Visual

SOUND ARTWORKS, WITH A SOUNDTRACK

 

Andy Carey wonders what music  looks like


PHOTO by shea M gauer

If you like color and dots, or if Colorforms influenced your early work, then you’ll love Andy Carey’s current show at {open}. “Sound!” has color and dots (and sound, naturally); it’s a new notion about what art is—and a new language with which to talk about it.

In “Sound,” Carey has turned a handful of pop songs into abstract art, signifying something with handfuls of small, wooden discs.

What it means is up to you—an end as vexing as it sounds to those of us who like our art easy and simple. Carey makes Mark Rothko look like Ed Roth.

Just ask the folks at {open} to put on the soundtrack (and no, you can’t buy it. It’s not for sale.). Then keep telling yourself: These are just paintings. Paintings of sound. Made with small round discs.

Just as Rothko’s colors were chosen by his moods, Carey’s palette seems ordained by his music. For his Let Forever Be (the song is by the Chemical Brothers), you get a scene of something like twilight—a horizontal maroon canvas (Masonite?) punctuated with large pink discs over a rail of smaller blue and teal discs.
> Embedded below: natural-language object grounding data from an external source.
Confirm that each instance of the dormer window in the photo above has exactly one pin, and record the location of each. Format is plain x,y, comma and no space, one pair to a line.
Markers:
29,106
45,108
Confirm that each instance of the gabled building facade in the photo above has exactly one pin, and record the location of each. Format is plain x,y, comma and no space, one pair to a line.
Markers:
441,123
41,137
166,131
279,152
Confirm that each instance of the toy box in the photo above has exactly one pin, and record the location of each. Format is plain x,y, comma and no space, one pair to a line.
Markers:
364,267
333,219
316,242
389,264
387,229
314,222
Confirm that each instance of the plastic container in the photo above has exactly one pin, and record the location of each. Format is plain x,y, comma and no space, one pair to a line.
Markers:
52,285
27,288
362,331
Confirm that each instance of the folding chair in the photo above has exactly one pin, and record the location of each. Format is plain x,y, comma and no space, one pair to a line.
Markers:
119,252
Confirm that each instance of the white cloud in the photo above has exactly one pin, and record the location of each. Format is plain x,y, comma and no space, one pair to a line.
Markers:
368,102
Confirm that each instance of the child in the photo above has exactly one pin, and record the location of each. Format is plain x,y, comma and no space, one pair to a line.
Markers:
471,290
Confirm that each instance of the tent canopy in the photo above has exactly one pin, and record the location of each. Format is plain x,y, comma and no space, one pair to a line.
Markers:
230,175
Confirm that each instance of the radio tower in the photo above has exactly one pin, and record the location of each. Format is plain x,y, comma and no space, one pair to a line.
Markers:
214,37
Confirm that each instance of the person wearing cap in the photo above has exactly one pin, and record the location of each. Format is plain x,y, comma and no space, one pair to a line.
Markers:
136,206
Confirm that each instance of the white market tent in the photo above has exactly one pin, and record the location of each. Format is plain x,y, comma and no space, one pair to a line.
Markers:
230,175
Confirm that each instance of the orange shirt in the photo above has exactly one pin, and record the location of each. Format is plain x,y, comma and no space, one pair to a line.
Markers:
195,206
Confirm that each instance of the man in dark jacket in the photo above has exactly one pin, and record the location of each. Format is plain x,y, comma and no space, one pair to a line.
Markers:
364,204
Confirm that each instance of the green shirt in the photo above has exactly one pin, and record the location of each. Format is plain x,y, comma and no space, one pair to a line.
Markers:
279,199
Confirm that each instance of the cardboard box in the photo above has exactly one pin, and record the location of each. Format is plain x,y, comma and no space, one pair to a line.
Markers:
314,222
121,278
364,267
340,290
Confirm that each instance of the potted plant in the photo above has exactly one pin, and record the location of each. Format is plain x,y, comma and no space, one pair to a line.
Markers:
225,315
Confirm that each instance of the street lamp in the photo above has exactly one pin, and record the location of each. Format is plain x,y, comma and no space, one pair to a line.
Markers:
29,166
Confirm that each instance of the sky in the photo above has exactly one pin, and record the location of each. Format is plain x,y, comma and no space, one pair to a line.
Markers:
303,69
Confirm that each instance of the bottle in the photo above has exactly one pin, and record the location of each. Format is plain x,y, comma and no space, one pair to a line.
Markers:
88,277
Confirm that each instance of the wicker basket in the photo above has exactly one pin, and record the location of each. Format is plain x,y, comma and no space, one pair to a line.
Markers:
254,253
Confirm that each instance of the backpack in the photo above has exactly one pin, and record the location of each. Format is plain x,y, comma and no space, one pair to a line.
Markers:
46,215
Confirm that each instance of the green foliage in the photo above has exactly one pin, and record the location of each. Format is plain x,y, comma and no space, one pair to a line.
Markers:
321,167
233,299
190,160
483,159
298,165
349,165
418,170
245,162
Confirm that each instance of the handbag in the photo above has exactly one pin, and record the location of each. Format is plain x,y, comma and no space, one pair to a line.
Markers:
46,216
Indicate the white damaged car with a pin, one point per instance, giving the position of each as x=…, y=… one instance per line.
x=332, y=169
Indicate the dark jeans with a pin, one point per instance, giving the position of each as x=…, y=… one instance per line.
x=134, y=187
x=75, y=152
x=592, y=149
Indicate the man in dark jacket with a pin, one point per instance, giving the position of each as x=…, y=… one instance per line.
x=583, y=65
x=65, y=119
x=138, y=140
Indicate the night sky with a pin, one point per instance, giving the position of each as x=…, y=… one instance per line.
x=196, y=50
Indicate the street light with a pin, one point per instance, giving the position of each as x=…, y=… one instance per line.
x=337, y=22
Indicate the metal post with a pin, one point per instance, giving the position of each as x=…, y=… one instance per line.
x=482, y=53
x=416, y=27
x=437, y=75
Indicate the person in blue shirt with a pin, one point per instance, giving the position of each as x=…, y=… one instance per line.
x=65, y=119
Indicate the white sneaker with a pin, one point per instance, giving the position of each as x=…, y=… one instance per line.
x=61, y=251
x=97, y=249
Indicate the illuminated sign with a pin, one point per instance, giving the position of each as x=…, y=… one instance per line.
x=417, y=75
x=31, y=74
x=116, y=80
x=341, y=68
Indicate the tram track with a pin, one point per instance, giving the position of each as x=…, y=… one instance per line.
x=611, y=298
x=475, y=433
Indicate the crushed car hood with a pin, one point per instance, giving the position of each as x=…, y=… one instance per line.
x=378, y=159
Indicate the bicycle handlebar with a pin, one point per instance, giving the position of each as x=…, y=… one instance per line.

His Eight Miles High (the Byrds) also looks like the sky: a row of large gray discs on—what else?—a blue background. Maybe it’s the horizontal canvases, but everything here looks like a sky.

So does 007 (Shantytown), his take on the Desmond Dekker classic—a somehow obvious orange-yellow canvas, adorned with large green manila and maroon discs.

Carey works your brain to understand his. And you won’t, at least not until you reach Deborah and Brian, which are disc portraits of Debbie Harry and Brian Wilson. (Harry’s eye makeup is rendered in glossy discs, while her skin is matte.) They look vaguely like people we think we know—much easier to relate to.